Another possibility is so-called antibody-dependent enhancement – a glitch in the immune system where antibodies help an invading virus rather than hinder it. This is seen in dengue fever where second infections can be far more dangerous than the first.

Yet another possibility is that the virus harms T-cells, in some patients at least. “We need to study the T-cells,” said Swapneil Parikh, who worked with Shastri on reinfected hospital workers. “Is the virus doing something to the immune system that is setting you up for more severe infections?”

The virus can certainly disrupt the immune system. In August, Shiv Pillai, an immunologist at the Ragon Institute of Massachusetts general hospital, examined tissue taken from dead Covid-19 patients. He looked for structures called “germinal centres” in the spleen and lymph nodes. These are where B-cells go to develop antibodies before they are stored in the immune system’s memory. Pillai failed to find any, suggesting the patients were unable to generate highly effective, long-lasting antibodies that would fight the virus for years.

He believes the same problem may arise in people with milder Covid-19 too. “If we want antibodies that will persist for a few years and protect us, it’s not clear that’s going to happen,” he said. The good news is that a vaccine should not cause the same problem as the virus. “I don’t see why the vaccines won’t work. They may not be fantastic, but I believe that’s what’s going to protect us,” he said.

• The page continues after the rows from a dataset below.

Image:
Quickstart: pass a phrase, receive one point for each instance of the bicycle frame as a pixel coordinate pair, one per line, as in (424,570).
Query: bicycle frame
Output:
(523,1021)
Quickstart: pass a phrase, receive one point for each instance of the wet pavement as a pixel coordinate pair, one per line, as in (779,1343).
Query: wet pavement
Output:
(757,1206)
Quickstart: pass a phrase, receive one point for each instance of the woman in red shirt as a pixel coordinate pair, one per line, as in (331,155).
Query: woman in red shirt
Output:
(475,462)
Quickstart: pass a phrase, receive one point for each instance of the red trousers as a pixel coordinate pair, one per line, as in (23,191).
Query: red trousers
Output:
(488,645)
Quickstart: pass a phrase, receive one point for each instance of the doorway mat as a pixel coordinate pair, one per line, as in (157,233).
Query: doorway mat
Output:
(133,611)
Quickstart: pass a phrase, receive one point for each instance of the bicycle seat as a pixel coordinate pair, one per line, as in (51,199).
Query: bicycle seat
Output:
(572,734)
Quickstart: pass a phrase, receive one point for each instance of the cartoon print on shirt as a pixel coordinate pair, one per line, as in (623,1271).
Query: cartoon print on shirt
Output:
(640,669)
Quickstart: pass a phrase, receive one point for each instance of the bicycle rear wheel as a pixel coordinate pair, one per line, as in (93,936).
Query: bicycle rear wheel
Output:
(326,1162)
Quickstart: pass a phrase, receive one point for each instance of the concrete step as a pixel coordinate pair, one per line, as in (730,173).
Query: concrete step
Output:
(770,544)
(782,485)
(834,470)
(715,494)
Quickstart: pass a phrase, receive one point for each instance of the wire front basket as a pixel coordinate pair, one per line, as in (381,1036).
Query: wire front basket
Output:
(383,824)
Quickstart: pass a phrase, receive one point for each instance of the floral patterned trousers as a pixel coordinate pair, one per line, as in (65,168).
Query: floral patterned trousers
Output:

If the virus spreads further through the autumn and winter, Iwasaki expects to see more reinfections, with some patients infectious enough to pass the virus on.

According to Stephen Reicher, professor of social psychology at the University of St Andrews, and a member of the behavioural science subgroup of Sage, that poses another problem. People who have recovered from Covid-19, and many who falsely believe they had it, may believe they are protected in the second wave. “I think it is important, all ways round, to dispel the myth of invulnerability,” he said.